As she stared at him in her rage, she noticed that his cock, never particularly large but always big enough for her needs, was straining the front of his jeans, and bigger than she ever saw it.
Tom's eyes are glazed over for a moment then noticed where her eyes were. He adjusted, to hide the commotion in his jeans, but it was too late.
Repelled, Jenn asked coldly, "So is that what we've come to? Now I'm just another pussy to you?"
"No, no, no! Jenn, it isn't like that!"
"Then just what the fuck is it like?"
"It's that...baby, I love you, and only you. You know that, right?"
Jenn rolled her eyes and snapped, "Yes, I know that. So?"
Tom opened his mouth several times, but no words came out. Frustrated, Jenn demanded, "For fuck's sake, what the hell is this about?"
Finally, Tom said quietly but firmly, "I want you to feel like the beautiful, pretty, sexy and gorgeous woman that you are." He became louder as he continued, "I want the lights on when we make love. I want to see you as you are. And damn it, I want you to see in you what I see every time I look at you."
"What the hell does that have to do with fantasizing about me with other men?"
"Do you remember how you told me once that you never felt more loved than after we have sex?"
Jenn saw where this was going. "So more sex equals 'Jenn has a healthier self-esteem'? And from there, I suppose it's reasonable to extrapolate that 'Jenn in the middle of a gangbang' equals healthiest self-esteem? Is that it?"
"Well, OK, yeah, if you put it that way, it sounds stupid, but..."
"Save it, Tom," Jenn snapped as she finished the rest of her glass in a swallow and retrieved the bottle from the kitchen. After filling her glass, she set it on the coffee table. She sat forward, glass still in hand, swirling the wine and admiring its rich color, trying to make heads or tails of his bizarre revelation.
Tom followed suit, remaining silent, uncertain what, if anything, to say.
After a painfully pregnant silence, Jenn looked at her husband again; the front of his jeans was still impressively swollen. "Well, I can see that you really like the idea, darling." An idea began to take shape in her mind.
Tom gave an awkward smile. "Yeah, um...sorry about that, but—"
And for the first time in the past six hours, Jenn laughed—he just looked so innocent and child-like. The countless moments of anxiety, the years of hurt and frustration, all of it came spilling out, a storm-swollen river finally bursting through the dam. Tom soon joined in, caught up in the swell of relief, and his frustration and guilt also washed away. He lay against Jenn as they both continued laughing for a few minutes, the decrescendo of the laughing fit now upon them.
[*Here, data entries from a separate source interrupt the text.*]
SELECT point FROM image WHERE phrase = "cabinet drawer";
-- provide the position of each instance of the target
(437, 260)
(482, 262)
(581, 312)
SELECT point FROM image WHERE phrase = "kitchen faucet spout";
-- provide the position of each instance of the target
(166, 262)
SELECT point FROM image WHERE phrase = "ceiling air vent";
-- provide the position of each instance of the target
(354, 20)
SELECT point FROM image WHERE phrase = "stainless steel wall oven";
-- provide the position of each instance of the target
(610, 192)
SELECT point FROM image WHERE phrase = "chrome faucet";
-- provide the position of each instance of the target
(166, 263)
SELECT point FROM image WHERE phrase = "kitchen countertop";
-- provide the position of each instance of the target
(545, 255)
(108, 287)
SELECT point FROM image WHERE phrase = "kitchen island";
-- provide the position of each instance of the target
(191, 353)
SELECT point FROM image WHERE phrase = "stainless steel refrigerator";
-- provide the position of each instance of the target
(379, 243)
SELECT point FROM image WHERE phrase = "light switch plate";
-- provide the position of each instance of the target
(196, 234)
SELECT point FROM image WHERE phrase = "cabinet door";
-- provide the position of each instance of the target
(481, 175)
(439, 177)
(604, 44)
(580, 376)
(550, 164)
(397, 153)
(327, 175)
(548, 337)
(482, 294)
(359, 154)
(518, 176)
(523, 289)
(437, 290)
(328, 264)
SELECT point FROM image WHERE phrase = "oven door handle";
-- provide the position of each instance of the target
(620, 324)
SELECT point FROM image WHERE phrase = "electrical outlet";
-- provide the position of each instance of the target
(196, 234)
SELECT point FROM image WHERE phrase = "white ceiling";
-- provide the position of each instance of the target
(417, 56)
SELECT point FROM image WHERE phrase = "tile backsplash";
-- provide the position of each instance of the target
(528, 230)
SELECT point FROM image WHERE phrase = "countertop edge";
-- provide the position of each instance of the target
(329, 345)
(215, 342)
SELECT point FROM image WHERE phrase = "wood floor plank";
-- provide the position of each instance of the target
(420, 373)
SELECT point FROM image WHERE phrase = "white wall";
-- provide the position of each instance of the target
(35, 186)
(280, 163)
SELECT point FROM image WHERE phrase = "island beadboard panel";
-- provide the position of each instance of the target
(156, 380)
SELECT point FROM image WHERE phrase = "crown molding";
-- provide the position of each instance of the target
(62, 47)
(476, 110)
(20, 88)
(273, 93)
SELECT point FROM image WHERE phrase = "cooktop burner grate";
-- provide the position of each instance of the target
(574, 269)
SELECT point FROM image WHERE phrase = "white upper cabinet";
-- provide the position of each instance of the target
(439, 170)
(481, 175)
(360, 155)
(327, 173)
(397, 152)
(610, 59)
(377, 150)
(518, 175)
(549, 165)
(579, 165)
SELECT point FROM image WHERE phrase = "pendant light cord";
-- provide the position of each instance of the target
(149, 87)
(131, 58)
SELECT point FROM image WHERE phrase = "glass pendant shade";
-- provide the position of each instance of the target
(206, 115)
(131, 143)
Tom leaned over to his wife. "I'm sorry I ever mentioned it, all right? It's really unfair to you, I know that. I was being selfish, I shouldn't have said anything, it was just my guilt—"
Jenn shushed him with two fingers over his lips and rolled on top of him. "I guess I should be glad that you're being honest about it. But you know, that really doesn't have anything to do with our infertility. Our, meaning, you know, the both of us?"